2019年08月14日
サマリー
◆ESG投資の拡大に伴い、企業の非財務情報の開示が進み、投資家も企業も従業員満足度に注目している。企業経営の課題として従業員満足度や従業員に関するエンゲージメントの重要性が増しているからである。ただし、健康経営や従業員エンゲージメントをどう実践・推進し、計測するか、具体的なKPI設定にまでは至っていない企業が多い。
◆TOPIX500構成銘柄を対象に、従業員満足度調査に関する開示状況を調査すると、従業員満足度調査を実施する企業は294社と約6割に達しているが、それを非財務情報報告書で開示している企業は3割程度にとどまる。また、調査の「回答率」を開示している企業は38社、「満足度」が具体的にどれだけかを開示する企業は41社であった。
◆今後は、従業員満足度をKPIとして活用することで、従業員のエンゲージメントを向上させる取り組みの結果を定量的に把握することが可能となり、それを企業の持続的な成長に活かしていくことが期待される。
◆従業員満足度に関する情報が開示されることは、投資家にもメリットがある。
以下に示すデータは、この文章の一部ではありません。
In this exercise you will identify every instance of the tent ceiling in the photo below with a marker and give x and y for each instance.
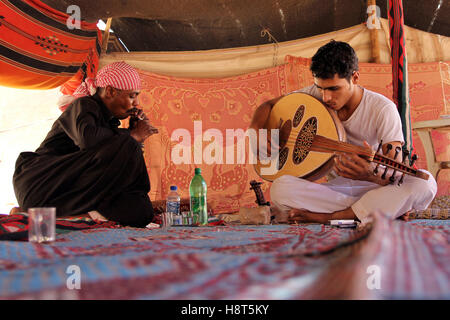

従業員満足度がKPIとして明確化された企業の成長性が期待できるのであれば、従業員満足度を投資判断の際の指標に組み入れる投資家も増えていく可能性がある。
◆今後、企業のESGに対する取り組みが進むとともに、統合報告書などで非財務情報の開示が積極的に行われていけば、投資家の非財務情報に対する理解が深まり、企業と投資家の対話が促進されるだろう。